A group of students brought the issue to the investment committee of the board of trustees in April.

“After an open and honest discussion, the committee acknowledged student concerns but ultimately concluded that their case did not meet the College’s standard for divestment,” Colby Communications Director Ruth Jacobs said in a statement. “College policy is that divestment with regard to political or social movements should take place only under the most exceptional circumstances.”

Students who led the cause praised the college for its overall level of environmental responsibility and the manner in which it addressed their concerns.

Maravilla Clemens, 18, of Oxnard, Calif., just completed her freshman year at Colby, during which she became founder and co-president of Colby Alliance for Renewable Energy, a student group on the campus with about 50 members.

“We hope to show that climate change is one of the largest issues, if not the largest issue, facing our generation,” Clemens said.

She said she was proud to bring the issue to the attention of administrators, and that they were sensitive to her concerns.

“I think it got a phenomenal amount of consideration, actually,” she said. “The board of trustees only meets for about six hours a year, and they spent 90 minutes discussing divestment. We’re looking at that as a good sign.”

Clemens said student groups devoted to divestment are an emerging trend at college campuses across the country, where the discussion has moved past convincing colleges to be energy-efficient.

Next year, as a sophomore studying environmental policy, she plans to continue her work on the issue, which includes a petition campaign, hosting awareness events and giving presentations in classes.

“We’ll have a whole new wave of freshmen,” she said. “We’ll make sure they know exactly where we are and where we stand, and just showing that we as a student body, who the board represents, believe that it does rise to this level.”

She said that administrators on the campus were supportive of the group and helped to guide it through the process that culminated in the meeting with board members.

Clemens said she understands the arguments against Colby divesting, which include concerns that it could increase the volatility of its endowment and that it could lead to further requests to divest from other economic interests with political connotations.

However, she said supporting oil and coal companies is not a viable alternative.

“What is happening right now is unacceptable,” she said. “We need to look at other forms of energy. It’s not ecologically just and it’s not environmentally just and, in many cases, it’s not socially just.”

Clemens said it is important for colleges to divest as a symbolic gesture because of the role they play in shaping the future of the country.

“Colleges are where all the leaders of the future generation are,” she said.

Colby has been an environmental leader in other ways. In April, it announced that it became the fourth college in the nation to achieve carbon neutrality, meaning that its net impact on greenhouse gas emissions is zero.
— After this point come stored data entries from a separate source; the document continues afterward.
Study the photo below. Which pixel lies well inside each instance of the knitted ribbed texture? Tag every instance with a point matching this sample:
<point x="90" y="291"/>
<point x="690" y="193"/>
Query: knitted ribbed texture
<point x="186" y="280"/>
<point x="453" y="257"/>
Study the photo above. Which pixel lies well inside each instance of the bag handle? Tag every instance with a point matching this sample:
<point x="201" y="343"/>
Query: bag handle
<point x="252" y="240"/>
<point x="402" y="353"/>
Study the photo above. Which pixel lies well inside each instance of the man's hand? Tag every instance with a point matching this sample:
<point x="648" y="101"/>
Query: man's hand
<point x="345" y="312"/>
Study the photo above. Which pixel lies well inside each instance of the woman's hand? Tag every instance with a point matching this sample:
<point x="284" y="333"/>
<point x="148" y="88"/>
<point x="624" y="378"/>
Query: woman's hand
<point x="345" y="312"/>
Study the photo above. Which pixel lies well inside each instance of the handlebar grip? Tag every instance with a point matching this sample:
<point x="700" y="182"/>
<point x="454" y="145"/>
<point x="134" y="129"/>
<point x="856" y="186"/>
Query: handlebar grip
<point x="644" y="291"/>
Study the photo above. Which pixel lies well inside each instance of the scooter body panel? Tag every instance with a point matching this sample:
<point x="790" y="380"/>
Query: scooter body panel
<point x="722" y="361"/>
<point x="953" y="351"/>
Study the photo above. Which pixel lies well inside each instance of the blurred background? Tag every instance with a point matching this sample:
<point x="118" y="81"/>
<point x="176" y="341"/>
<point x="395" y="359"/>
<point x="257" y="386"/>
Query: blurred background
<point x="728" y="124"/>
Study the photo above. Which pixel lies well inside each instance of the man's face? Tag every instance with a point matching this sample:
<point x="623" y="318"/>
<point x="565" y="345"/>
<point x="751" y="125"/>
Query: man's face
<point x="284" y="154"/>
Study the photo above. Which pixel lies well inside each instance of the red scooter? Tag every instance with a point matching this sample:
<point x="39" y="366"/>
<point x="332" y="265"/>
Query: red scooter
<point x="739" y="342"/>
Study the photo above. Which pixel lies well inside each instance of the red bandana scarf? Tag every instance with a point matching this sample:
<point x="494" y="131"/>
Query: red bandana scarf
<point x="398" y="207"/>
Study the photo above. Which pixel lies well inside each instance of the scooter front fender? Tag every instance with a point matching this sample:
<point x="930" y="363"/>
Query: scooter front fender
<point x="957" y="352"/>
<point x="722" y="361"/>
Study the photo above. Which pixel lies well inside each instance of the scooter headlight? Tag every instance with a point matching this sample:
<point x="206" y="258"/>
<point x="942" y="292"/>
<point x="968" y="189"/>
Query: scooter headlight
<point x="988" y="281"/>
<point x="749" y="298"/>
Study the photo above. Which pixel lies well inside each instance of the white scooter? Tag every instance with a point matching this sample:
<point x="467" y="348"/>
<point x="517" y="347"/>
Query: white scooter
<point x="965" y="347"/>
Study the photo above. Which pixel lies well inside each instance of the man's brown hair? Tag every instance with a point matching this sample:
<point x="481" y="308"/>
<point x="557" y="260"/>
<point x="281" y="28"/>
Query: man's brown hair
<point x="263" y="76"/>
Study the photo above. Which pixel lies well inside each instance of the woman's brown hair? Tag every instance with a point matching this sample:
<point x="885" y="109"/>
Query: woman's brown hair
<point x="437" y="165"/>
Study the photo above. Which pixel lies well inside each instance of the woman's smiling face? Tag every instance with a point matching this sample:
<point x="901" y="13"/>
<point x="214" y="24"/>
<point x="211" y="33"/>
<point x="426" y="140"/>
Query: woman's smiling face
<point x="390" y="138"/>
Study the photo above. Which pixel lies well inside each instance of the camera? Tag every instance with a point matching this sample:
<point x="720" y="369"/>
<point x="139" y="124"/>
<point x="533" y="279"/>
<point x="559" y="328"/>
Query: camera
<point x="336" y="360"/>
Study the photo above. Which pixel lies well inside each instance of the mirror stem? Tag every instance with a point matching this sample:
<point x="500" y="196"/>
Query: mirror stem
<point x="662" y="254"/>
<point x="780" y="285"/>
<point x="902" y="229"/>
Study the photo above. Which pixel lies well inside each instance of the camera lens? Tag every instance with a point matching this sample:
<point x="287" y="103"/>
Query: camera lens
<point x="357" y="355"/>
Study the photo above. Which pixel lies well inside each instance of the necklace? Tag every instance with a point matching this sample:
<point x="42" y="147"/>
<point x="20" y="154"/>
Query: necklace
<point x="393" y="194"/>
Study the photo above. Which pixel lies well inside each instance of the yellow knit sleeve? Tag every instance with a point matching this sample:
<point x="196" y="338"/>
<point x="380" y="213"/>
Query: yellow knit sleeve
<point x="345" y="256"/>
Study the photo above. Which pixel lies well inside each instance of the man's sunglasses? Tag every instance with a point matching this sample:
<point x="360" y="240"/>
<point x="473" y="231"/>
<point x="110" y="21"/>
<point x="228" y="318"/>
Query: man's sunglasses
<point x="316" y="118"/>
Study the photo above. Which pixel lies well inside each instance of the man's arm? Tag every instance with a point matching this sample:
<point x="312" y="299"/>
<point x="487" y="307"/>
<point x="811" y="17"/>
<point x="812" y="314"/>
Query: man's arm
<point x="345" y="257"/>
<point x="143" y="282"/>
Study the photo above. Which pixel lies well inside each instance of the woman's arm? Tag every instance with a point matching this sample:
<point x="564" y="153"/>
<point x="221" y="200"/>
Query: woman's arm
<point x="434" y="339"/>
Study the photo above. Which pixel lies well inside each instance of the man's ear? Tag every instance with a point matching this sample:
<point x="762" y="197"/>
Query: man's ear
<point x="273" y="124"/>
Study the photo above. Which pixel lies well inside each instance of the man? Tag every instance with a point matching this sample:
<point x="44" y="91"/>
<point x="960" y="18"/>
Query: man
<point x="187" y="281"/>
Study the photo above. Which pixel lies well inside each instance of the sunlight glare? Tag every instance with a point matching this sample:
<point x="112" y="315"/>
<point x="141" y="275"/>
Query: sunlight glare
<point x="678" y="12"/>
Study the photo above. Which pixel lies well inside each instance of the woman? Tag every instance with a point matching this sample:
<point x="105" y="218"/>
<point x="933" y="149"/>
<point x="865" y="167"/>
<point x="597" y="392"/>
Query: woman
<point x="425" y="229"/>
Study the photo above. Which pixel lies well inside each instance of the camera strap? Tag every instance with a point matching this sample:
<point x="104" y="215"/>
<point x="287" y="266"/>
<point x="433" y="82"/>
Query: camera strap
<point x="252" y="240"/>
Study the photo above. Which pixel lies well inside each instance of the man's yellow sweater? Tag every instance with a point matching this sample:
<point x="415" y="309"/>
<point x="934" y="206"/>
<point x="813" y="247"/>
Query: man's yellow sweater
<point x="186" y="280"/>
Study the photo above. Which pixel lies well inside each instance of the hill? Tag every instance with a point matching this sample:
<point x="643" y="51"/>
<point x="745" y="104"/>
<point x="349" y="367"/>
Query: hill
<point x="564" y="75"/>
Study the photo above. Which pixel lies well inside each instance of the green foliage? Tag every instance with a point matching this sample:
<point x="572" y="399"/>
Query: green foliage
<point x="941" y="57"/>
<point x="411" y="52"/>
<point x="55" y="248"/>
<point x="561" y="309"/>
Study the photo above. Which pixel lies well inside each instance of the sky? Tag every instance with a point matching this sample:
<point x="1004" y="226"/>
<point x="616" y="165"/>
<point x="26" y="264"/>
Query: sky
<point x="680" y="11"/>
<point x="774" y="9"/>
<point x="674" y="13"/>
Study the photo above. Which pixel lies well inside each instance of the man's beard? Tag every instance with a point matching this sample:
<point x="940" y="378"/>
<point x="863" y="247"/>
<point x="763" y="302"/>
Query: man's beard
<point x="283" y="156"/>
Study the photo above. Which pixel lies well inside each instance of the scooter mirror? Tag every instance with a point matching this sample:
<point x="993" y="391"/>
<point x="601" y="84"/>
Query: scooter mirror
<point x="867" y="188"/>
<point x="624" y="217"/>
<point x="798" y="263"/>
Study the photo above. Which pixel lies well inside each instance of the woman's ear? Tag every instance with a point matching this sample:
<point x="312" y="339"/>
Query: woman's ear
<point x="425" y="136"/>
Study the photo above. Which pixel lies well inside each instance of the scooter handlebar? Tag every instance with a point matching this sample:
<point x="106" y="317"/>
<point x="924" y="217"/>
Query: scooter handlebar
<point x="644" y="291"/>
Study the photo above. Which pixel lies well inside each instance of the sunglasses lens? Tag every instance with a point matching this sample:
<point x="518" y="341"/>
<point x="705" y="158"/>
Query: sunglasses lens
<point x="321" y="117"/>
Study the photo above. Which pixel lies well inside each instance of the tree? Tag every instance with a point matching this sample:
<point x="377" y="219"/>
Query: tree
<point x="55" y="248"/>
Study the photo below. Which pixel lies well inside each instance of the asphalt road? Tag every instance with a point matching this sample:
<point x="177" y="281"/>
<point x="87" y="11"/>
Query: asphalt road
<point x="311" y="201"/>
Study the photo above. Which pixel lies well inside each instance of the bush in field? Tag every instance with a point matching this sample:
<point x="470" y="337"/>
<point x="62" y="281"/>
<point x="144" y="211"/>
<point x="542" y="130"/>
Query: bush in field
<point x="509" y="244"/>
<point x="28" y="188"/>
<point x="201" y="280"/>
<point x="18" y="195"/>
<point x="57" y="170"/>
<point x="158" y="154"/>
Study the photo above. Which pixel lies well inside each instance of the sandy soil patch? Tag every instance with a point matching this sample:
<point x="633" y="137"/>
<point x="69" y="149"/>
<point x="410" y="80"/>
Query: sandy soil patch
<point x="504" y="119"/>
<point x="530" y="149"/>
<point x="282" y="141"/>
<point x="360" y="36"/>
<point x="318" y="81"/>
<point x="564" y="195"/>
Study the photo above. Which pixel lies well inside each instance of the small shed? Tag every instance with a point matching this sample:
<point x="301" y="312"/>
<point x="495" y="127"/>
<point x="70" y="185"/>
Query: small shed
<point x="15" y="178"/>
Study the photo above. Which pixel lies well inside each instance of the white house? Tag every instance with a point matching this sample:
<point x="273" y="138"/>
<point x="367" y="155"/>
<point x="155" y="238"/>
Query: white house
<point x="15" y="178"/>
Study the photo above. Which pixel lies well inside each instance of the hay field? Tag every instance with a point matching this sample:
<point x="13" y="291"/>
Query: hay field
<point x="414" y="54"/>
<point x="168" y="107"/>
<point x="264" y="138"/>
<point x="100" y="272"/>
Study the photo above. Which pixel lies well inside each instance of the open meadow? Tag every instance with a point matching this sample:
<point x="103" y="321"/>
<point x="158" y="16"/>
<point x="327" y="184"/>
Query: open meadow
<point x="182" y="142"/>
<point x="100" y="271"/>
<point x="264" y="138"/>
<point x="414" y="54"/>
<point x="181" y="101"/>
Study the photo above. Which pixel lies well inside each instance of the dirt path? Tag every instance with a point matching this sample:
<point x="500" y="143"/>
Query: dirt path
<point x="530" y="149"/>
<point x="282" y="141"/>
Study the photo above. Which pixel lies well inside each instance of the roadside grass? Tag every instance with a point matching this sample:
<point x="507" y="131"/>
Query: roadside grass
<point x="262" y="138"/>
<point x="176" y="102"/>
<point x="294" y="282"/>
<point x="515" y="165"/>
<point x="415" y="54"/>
For years, the college has been building new campus buildings to strict environmental standards and renovating its existing energy systems, including the use of geothermal wells to heat and cool two buildings. A biomass plant came online in 2012 to provide heating to many campus buildings, which is expected to decrease Colby’s consumption of oil by 1 million gallons each year, according to Jacobs.

Five colleges, all small institutions in the Northeast, have committed to divestiture, although their endowments are significantly smaller than Colby’s, which was listed at about $500 million in 2010.
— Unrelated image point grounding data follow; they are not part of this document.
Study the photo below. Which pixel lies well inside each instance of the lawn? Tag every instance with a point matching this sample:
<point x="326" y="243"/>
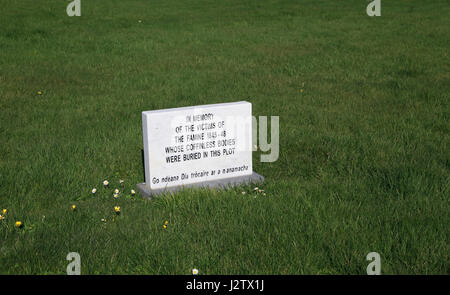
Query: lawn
<point x="363" y="104"/>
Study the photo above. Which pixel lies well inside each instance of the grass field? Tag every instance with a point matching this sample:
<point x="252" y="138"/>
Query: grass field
<point x="363" y="104"/>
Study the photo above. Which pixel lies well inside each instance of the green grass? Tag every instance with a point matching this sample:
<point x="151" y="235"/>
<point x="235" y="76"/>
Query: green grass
<point x="364" y="149"/>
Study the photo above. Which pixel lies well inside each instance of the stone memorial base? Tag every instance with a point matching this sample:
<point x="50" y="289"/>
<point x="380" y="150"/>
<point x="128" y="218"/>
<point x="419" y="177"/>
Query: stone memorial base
<point x="147" y="192"/>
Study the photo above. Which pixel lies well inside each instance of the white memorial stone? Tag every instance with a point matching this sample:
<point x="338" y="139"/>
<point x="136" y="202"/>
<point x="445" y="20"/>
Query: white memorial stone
<point x="206" y="146"/>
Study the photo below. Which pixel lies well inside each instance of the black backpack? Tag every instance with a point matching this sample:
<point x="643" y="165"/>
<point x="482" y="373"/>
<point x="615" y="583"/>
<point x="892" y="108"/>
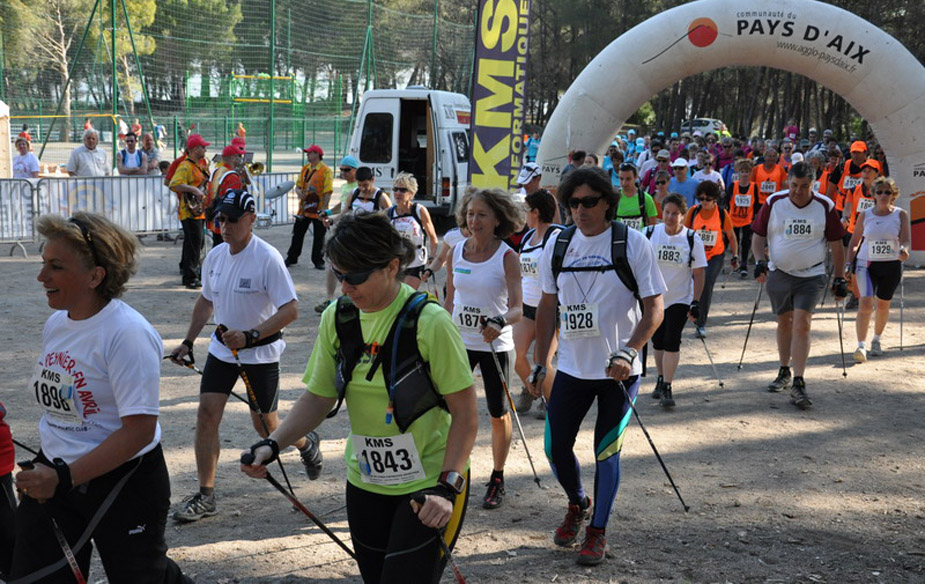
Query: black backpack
<point x="690" y="242"/>
<point x="407" y="376"/>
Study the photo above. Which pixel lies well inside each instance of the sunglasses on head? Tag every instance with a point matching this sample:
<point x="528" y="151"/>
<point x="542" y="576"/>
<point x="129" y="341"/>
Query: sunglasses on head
<point x="586" y="202"/>
<point x="354" y="278"/>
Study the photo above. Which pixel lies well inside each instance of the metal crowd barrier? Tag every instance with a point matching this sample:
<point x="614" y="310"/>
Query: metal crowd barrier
<point x="140" y="204"/>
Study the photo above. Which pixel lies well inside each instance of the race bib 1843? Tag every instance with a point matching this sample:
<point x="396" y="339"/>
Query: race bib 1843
<point x="580" y="320"/>
<point x="391" y="460"/>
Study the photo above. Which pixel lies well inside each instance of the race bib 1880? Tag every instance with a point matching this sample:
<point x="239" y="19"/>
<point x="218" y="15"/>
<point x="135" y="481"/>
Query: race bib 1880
<point x="391" y="460"/>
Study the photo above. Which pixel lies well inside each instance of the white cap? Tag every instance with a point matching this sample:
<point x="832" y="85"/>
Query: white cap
<point x="528" y="172"/>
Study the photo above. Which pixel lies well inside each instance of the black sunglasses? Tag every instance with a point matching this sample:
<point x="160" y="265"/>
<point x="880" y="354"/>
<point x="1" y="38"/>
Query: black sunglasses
<point x="586" y="202"/>
<point x="355" y="278"/>
<point x="85" y="232"/>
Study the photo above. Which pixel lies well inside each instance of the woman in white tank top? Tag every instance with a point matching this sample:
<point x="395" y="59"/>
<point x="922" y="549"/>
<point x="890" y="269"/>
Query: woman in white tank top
<point x="879" y="246"/>
<point x="483" y="293"/>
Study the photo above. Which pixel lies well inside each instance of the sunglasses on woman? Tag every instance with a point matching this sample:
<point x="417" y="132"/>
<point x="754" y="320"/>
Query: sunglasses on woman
<point x="586" y="202"/>
<point x="354" y="278"/>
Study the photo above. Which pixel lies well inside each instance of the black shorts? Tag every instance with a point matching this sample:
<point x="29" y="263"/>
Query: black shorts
<point x="220" y="377"/>
<point x="668" y="335"/>
<point x="416" y="272"/>
<point x="494" y="386"/>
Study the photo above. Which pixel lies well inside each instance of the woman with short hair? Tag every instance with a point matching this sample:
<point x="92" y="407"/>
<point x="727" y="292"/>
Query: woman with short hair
<point x="484" y="295"/>
<point x="427" y="413"/>
<point x="100" y="473"/>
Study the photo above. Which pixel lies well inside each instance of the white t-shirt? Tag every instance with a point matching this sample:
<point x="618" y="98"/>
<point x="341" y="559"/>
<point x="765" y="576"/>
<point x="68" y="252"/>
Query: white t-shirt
<point x="607" y="304"/>
<point x="673" y="253"/>
<point x="24" y="165"/>
<point x="246" y="289"/>
<point x="480" y="292"/>
<point x="530" y="255"/>
<point x="411" y="228"/>
<point x="109" y="365"/>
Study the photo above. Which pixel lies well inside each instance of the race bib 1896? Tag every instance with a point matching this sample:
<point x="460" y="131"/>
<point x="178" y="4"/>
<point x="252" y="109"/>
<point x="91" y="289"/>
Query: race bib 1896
<point x="54" y="391"/>
<point x="391" y="460"/>
<point x="580" y="320"/>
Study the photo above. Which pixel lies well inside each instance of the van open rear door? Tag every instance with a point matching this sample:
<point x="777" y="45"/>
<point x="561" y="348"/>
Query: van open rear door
<point x="379" y="139"/>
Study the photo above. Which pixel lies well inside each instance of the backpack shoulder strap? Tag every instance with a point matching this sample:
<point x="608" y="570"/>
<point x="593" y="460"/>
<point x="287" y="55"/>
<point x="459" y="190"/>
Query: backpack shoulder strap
<point x="559" y="249"/>
<point x="350" y="335"/>
<point x="619" y="233"/>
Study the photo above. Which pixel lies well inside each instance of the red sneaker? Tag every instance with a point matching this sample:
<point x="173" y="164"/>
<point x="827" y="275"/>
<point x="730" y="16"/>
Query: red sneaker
<point x="593" y="548"/>
<point x="567" y="533"/>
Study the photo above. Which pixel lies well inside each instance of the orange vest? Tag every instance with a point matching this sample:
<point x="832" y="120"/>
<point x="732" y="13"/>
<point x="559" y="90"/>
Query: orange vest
<point x="742" y="205"/>
<point x="709" y="228"/>
<point x="861" y="200"/>
<point x="769" y="182"/>
<point x="846" y="185"/>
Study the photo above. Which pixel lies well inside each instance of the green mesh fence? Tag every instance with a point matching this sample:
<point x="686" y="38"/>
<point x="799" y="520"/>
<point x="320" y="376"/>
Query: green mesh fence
<point x="207" y="66"/>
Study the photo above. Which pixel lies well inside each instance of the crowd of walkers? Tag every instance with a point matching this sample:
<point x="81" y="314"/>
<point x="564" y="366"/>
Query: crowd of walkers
<point x="566" y="290"/>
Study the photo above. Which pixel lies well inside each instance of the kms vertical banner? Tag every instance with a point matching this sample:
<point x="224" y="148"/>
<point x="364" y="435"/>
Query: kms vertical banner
<point x="498" y="88"/>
In Maine, Unity College announced in November that it was the first school in the nation to fully divest its endowment of about $13.5 million. In March, the board of trustees at the College of the Atlantic voted to divest its endowment of about $30 million. In Vermont, Green Mountain College committed to divest its endowment of about $3 million, as did Sterling College, with an endowment of less than $1 million. In Massachusetts, Hampshire College, with an endowment of about $31 million, also has commited to divest.

According to the website 350.org, which provides support for the movement, there are more than 300 active divestiture campaigns in the country, and 12 in Maine, including at the University of Maine System, the College of the Atlantic, Bates College, Bowdoin College, Southern Maine Community College and the University of Southern Maine.

Noncollege campaigns have been begun for the town of Hope and the Maine Public Employees Retirement System.